Dispenser une éducation et un enseignement de qualité à l’école permet de rompre la chaîne du fatalisme de la naissance. Une focalisation sur les apprentissages langagiers, qui répondent aux besoins prioritaires des enfants les plus vulnérables devrait générer des gains d’efficacité et d’équité. Les priorités de travail sont : l’utilisation et la maîtrise du lexique, la compréhension du récit en lecture, l’acuité auditive et la phonologie.

À titre d’exemple on peut citer une démarche ciblée sur le cycle 2, dont la GS de l’école maternelle ; l’évaluation des résultats est encourageante.
Le programme PARLER (Parler Apprendre Réfléchir Lire Ensemble pour Réussir) a été réalisé par une équipe de recherche du Laboratoire des Sciences de l’Education, Université Pierre-Mendès-France de Grenoble, recherche menée par Michel Zorman. Il contribue à lutter contre l’échec scolaire par la mise en œuvre d’un programme pédagogique fondé sur l’état des connaissances de l’apprentissage de la lecture et d’un enseignement plus individualisé de la grande section de maternelle jusqu’à la fin du CE1.
Il s’est adressé à des écoles dont les élèves étaient très largement issus de familles très défavorisées.

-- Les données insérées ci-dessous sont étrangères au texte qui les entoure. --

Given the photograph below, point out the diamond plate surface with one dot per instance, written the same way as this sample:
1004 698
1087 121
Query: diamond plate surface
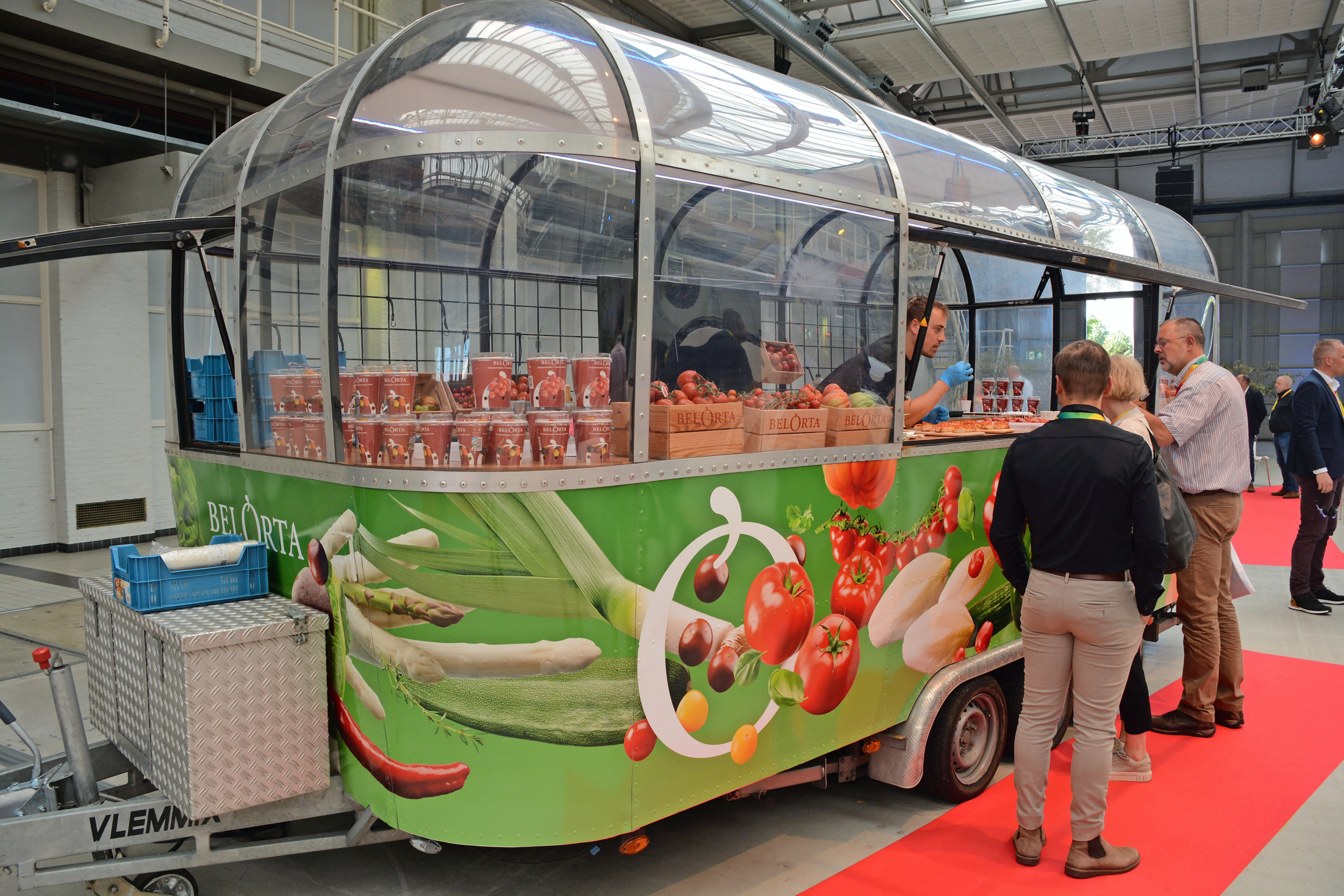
227 700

L’enseignement explicite et structuré dont ont bénéficié ces élèves a consisté en un enrichissement langagier et cognitif (scolaire, périscolaire et familial) sur toute la durée du cycle 2. Les actions pédagogiques se sont centrées sur le développement des compétences en compréhension, vocabulaire, phonologie, code, assemblage, fluence, production d’écrits…

A l’issue du programme, les performances obtenues par les élèves du groupe étaient très proches de celles de l’échantillon national, voire meilleures concernant la part des élèves en difficultés. (Source Colloque "Langages et réussite éducative : des actions innovantes", Présentation et évaluation du programme PARLER, 11 mars 2009)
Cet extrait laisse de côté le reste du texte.